Depois recorda que Centeno (no seu livro) defendia que um salário minimo demasiado elevado é desincentivador do emprego. O nosso salário mínimo é baixo. 

"O que existe na economia portuguesa é uma contração dos salários médios", disse Graça Franco. "Estamos a subir o salário mínimo, mas os outros salários não sobem na mesma proporção". Isto é, estamos a descer o salário médio da economia. Isso tem um efeito desincentivador do trabalho do ponto de vista dos quadros médios. Graça Franco diz que temos investigadores, engenheiros, jovens licenciados a ganhar pouco mais do que o salário mínimo, o que leva à emigração dos jovens. 
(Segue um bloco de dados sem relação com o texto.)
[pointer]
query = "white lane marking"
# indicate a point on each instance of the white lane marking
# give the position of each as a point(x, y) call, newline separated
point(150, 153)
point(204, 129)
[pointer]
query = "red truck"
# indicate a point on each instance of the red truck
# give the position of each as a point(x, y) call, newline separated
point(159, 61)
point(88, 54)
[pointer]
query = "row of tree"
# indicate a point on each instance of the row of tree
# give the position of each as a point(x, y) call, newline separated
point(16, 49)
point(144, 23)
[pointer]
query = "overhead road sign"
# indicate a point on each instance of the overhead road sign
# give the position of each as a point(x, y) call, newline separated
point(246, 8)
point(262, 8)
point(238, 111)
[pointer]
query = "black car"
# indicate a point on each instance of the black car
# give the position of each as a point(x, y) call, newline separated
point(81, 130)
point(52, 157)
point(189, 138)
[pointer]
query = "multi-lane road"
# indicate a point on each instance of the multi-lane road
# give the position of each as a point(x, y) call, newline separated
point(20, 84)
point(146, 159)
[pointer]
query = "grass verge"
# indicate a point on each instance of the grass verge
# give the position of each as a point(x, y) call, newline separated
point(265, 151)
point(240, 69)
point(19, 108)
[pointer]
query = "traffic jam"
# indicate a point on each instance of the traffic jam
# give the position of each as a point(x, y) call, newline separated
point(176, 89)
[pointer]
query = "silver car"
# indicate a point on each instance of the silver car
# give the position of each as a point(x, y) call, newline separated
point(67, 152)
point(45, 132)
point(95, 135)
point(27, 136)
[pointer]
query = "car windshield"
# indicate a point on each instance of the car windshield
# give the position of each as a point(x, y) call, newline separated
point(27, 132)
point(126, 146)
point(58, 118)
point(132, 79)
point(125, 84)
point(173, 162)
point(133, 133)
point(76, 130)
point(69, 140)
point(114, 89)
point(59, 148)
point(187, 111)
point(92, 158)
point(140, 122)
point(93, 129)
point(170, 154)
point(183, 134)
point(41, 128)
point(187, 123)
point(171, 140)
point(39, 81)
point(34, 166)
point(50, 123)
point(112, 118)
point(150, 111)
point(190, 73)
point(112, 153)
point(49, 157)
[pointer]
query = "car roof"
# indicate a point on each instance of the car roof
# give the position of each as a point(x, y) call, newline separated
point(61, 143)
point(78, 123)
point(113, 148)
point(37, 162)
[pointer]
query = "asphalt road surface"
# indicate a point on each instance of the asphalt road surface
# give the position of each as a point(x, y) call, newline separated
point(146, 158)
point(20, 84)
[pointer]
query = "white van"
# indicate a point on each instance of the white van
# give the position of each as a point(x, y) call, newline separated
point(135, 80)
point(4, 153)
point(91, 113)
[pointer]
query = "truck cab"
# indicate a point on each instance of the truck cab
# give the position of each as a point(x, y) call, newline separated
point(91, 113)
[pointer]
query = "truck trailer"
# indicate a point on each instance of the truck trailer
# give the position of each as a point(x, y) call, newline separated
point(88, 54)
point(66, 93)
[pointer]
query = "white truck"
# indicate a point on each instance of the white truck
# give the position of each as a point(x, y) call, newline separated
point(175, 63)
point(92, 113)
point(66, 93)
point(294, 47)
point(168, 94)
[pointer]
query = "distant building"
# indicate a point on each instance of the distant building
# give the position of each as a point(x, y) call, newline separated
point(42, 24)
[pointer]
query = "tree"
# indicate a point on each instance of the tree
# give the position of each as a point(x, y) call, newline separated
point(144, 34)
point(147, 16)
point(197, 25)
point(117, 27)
Do ponto de vista do consumo a subida do salário mínimo até teve um impacto positivo no crescimento económico, admitiu Graça Franco.

"No entanto hoje vieram más notícias da Europa, a primeira proposta de quadro orçamental é de redução de 6% dos fundos de coesão e de 5% da PAC. Portugal é muito beneficiado pelos fundos de coesão", lembrou.

A Comissão Europeia apresentou a proposta de orçamento para 2021/ 2027, que vai obrigar a uma maior contribuição dos Estados devido à saída do Reino Unido da UE e a cortes em políticas que favorecem Portugal, como os Fundos de Coesão e a Política Agrícola Comum.

 

De acordo com o DN, A Assembleia da República vai discutir a 29 de maio a eutanásia, nomeadamente os projetos do PS, BE, PEV e PAN, informou esta quarta-feira o lí­der parlamentar do Bloco de Esquerda, Pedro Filipe Soares. Fica assim garantida, com toda a celeridade, esta prioridade política do BE. Em compensação, os bloquistas avançaram com a proposta de uma comissão de inquérito que será uma forma de branquear Manuel Pinho, como aqui bem salientou o jornalista da SIC Bernardo Ferrão.